After I had had lunch with a friend just after my 79th birthday, he told me that I “look different. You have a glow.” Me? A glow? What the heck does that mean? I tried to press him on what he saw that I didn’t see. He said it was a certain something that he could not describe. Mystery not solved.
Sir Isaac Newton would be happy to learn that I know a thing or two about gravity. I have the face and body to confirm that gravity has done its thing with me.
I have tried to over-compensate for having the perfect face for radio by being funny, witty, interesting and exhibit a sparkling personality. Success in these areas has been spotty, to say the least.
Stereotypes of aging include how people over a certain age should look, feel and act, rather than take into account individual differences and circumstances.
These stereotypes are primarily negative, because they depict not the desired “golden years” but a time for loneliness, dependency, poor physical and mental conditions and illness.
We all probably have a goal to “grow old gracefully” — whatever that means. Too often, the description of us older folks is not a particularly pleasant one, especially since these aforementioned stereotypes abound.
We’ve all heard it: As we age, we tend to get more demanding, grumpier, more opinionated and meddlesome. We’re described as sour-pusses, disagreeable and out-of-touch. Our children and younger acquaintances show us a rolling-of-the-eyes deference when we misspeak or commit a social faux-pas.
That whispering that you can’t make out because your hearing isn’t what it used to be involves you and your “senior moments.”
Not to overplay the negativity of growing old, there are positives, too. Many of us are still active, even well into our 80s, sometimes into our 90s. We’re alert, concerned about what’s happening in our communities and the world, enjoy eating out, going to movies, plays and concerts and engaging in leisure-time activities and traveling.
But we need to be honest with ourselves.

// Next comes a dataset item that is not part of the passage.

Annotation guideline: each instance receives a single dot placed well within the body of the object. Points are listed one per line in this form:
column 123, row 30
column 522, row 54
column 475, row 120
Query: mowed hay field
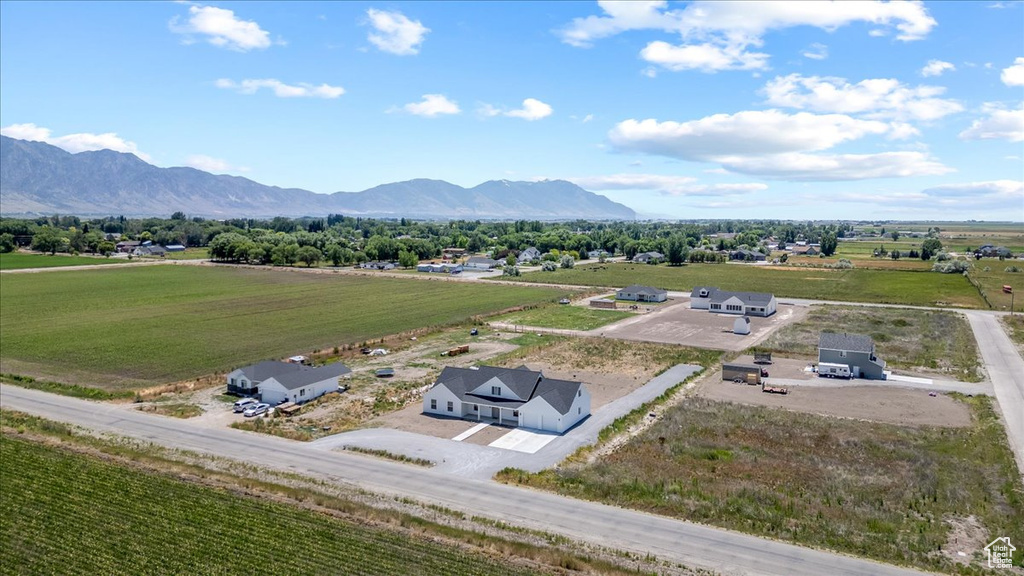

As we have aged, we have diminishing abilities. We can’t do what we did when we were 30 and 40, even 50. Each year now takes a much greater toll on our physical abilities compared to a year when we were younger.
Once in a while, I conjure up this image in my mind’s eye of my hanging on to the minute hand of a clock as it tick-tocks its way toward midnight. Try as I might to pull the minute hand the other way, it continues its methodical march toward the hour of reckoning. Pretty grim stuff, huh?
Advice columnist Ann Landers once said, “At age 20, we worried about what others thought of us; at 40, we didn’t care what they thought of us. At 60, we discovered they hadn’t been thinking of us at all.”
Although beauty may be in the eye of the beholder, the feeling of being beautiful exists solely in the mind of the beheld.
I especially like the attitude of actress Betty White, 96, who said, “I may be a senior, but, so what? I’m still hot.”